Nueva York era para Josep Pla la ‘realización de una Europa frustrada’
No pudo quejarse, sin embargo, de una infancia feliz, al aire libre, cuando le gustaba jugar a decir misa y a vestirse de sacristán. Convirtió en el lema de su vida el epitafio que figura en la lápida de la tumba de Stendhal: ‘Escribió. Vivió. Amó’. Era más partidario de Proust que de Joyce. Si bien aseguraba que la obra del irlandés -y, muy especialmente, su ‘Ulises’- era ‘un récord absoluto de curiosidad’. Su exquisitez por la alta literatura, la de muchos quilates, no impidió, sin embargo, que admirara, de igual manera, la personalidad y el estilo literario de un deslumbrante -y guaperas donde los haya- José Antonio Primo de Rivera.
Derroche de luces en NY
Si bien se habla aquí, en estas sublimes páginas, de los incontables viajes de Pla por el mundo, pero muy especialmente por Europa y las Américas, nos quedamos con dos palmos de narices al comprobar que aquello de lo que tantas veces se ha hablado no hay nada que demuestre que haya sido un pasaje real. Me refiero a aquel instante, que tantas veces hemos citado -y que pasará, por lo tanto, al Libro de las Grandes Frases Apócrifas-, en el que Pla, en 1954, a su llegada a Nueva York, al ver el derroche de luces de los rascacielos, expresara: ‘Y esto, ¿quién lo paga?’.
Lo que sí es cierto, y está ampliamente demostrado, es que Pla quedó fascinado cuando se dio de bruces con la capital estadounidense.
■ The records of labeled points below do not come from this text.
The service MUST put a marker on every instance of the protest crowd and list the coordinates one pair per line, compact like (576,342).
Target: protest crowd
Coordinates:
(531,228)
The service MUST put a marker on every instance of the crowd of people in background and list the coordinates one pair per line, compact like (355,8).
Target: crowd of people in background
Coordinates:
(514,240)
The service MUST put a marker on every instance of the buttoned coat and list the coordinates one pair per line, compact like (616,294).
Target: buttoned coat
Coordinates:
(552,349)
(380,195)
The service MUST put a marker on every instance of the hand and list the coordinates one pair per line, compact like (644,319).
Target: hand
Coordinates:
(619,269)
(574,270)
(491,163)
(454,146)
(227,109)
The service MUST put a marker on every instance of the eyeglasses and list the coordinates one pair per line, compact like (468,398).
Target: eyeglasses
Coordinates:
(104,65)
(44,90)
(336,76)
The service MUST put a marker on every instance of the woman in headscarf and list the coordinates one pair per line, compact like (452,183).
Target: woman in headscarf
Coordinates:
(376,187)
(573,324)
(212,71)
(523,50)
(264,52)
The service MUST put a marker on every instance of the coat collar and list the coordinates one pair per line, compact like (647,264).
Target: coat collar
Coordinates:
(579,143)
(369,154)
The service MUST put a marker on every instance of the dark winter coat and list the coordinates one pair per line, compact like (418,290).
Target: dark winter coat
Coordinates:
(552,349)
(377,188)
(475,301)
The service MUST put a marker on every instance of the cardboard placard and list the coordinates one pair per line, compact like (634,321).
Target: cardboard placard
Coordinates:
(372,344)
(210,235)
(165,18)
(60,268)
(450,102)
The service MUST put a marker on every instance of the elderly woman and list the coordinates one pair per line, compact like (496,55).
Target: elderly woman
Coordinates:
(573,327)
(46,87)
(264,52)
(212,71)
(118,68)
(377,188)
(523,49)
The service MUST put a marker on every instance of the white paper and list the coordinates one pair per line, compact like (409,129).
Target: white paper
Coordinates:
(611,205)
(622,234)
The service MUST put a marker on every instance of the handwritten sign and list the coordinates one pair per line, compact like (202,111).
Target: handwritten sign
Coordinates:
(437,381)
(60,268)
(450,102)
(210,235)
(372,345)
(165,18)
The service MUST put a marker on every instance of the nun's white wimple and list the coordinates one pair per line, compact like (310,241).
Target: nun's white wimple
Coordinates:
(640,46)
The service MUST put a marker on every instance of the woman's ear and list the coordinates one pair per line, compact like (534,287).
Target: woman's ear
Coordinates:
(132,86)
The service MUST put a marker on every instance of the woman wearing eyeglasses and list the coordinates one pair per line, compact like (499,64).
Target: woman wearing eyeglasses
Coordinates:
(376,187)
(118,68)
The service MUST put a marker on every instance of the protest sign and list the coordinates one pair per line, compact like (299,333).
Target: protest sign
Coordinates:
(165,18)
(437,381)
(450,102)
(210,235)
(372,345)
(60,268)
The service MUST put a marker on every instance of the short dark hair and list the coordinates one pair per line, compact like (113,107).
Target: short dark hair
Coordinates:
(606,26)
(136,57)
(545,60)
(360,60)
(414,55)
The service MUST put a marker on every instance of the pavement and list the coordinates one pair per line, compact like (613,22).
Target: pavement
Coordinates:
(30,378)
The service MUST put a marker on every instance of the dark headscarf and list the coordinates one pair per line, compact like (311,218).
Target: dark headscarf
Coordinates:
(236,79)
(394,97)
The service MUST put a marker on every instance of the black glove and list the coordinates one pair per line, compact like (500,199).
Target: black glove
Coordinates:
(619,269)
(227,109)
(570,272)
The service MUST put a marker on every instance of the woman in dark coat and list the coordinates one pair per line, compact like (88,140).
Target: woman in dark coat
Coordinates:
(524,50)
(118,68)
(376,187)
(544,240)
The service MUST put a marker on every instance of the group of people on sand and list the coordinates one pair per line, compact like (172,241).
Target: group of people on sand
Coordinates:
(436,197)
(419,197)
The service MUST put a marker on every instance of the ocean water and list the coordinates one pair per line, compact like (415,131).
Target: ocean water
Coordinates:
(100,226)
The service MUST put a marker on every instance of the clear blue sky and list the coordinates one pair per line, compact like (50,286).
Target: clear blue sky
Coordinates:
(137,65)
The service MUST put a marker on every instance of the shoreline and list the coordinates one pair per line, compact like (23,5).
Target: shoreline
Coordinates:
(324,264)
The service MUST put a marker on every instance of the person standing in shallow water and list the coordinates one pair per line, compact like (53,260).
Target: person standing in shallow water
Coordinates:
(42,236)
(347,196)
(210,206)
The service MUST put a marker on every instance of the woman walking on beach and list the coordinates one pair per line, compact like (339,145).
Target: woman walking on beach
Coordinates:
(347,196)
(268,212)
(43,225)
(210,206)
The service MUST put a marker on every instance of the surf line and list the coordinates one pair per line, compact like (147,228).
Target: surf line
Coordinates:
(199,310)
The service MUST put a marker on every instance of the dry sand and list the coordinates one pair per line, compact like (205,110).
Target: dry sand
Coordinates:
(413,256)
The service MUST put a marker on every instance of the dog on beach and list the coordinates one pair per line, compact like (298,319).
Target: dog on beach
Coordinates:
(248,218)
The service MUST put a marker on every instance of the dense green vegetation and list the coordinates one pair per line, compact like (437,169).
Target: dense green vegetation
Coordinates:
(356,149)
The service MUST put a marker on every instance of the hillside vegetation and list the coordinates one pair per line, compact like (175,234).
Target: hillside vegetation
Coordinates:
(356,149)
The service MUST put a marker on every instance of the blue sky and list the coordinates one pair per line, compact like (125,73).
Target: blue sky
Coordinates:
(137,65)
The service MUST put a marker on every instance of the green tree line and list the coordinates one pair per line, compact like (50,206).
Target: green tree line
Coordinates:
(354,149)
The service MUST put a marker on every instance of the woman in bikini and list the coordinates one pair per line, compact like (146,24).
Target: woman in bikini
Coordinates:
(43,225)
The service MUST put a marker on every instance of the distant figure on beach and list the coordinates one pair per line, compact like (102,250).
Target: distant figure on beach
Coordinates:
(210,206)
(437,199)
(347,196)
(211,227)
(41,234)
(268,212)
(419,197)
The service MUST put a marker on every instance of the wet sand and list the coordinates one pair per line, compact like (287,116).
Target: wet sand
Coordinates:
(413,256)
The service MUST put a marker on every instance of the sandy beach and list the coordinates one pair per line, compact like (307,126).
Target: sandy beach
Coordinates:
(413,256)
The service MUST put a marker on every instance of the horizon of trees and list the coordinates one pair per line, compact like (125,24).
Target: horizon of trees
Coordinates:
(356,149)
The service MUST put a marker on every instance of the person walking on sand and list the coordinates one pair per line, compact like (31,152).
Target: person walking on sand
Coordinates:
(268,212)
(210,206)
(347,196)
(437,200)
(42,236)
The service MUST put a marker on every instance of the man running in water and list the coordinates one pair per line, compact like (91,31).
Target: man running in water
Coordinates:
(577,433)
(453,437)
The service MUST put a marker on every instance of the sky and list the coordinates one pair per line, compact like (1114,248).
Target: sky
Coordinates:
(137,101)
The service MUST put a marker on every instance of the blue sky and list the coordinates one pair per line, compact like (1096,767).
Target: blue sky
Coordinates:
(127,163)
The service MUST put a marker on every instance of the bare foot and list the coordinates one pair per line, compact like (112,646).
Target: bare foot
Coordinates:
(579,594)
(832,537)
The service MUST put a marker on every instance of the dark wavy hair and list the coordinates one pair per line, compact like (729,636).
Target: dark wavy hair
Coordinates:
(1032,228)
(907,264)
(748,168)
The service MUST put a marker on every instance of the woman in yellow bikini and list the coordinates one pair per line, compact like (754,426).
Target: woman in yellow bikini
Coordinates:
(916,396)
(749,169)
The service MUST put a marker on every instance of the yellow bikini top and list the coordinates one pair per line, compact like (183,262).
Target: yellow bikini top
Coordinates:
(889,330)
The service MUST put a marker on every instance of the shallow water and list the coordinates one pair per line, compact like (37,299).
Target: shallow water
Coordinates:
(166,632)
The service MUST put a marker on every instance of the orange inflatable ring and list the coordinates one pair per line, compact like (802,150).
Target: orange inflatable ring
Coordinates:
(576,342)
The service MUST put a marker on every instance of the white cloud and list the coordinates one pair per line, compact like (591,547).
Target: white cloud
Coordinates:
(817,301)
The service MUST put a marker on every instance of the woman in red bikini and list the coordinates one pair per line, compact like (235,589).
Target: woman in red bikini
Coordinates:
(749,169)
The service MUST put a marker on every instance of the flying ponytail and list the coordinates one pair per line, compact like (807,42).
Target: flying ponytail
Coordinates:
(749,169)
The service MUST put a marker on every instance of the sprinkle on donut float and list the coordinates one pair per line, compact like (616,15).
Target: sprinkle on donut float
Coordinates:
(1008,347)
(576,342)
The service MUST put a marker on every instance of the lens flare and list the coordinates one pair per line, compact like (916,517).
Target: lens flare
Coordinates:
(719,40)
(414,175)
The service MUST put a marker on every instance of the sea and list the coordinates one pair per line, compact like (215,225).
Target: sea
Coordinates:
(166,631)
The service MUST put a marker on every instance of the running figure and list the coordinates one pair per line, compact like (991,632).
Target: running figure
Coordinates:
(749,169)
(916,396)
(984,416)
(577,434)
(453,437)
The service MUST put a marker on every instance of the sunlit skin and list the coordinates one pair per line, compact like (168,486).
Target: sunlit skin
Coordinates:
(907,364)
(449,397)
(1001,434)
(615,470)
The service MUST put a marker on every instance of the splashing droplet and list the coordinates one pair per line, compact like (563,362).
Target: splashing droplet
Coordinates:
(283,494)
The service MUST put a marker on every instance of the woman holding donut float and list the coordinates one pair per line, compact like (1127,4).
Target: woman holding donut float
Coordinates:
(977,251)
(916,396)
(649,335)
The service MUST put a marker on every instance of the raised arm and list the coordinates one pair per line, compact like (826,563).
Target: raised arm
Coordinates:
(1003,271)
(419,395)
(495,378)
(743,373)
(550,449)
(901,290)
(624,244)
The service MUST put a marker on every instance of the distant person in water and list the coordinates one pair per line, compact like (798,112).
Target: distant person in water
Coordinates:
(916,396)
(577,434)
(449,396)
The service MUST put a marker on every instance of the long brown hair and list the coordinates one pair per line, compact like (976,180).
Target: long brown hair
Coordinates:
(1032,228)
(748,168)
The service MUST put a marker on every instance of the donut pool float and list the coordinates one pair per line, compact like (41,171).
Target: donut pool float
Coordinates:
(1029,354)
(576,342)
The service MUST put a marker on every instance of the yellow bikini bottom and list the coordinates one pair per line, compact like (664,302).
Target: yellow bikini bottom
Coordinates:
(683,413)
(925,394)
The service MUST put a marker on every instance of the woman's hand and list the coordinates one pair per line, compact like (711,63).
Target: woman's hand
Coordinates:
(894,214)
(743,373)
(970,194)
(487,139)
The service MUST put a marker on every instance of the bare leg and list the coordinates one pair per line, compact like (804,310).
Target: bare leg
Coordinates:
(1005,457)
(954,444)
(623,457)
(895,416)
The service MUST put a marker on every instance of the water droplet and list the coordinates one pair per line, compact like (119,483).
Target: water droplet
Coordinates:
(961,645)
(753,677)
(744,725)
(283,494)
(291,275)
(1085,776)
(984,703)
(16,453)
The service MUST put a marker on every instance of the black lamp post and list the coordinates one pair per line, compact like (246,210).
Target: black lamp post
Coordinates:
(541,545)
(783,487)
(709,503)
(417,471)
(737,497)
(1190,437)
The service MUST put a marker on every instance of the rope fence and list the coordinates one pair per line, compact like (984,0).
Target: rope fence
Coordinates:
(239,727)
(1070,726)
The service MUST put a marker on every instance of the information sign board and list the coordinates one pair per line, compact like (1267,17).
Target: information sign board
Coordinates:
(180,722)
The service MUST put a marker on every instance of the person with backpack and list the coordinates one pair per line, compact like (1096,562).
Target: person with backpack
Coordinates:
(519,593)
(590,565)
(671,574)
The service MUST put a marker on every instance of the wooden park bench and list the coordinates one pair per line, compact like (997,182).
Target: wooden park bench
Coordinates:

Alucinado -como García Lorca unos años antes- no sólo por sus deslumbrantes neones, sino también por la limpieza de sus calles, por los colores de las persianas y por las cabelleras pelirrojas de las chicas. Nueva York era para Josep Pla la ‘realización de una Europa frustrada’. Tampoco dejaron de sorprenderle los televisores instalados en los bares y en las propias casas particulares. Si bien llegó a asegurar -genio y figura- que lo mejor de estos aparatos es el silencio. Un tipo único e irrepetible que, de no haber existido, hubiéramos tenido que inventarlo.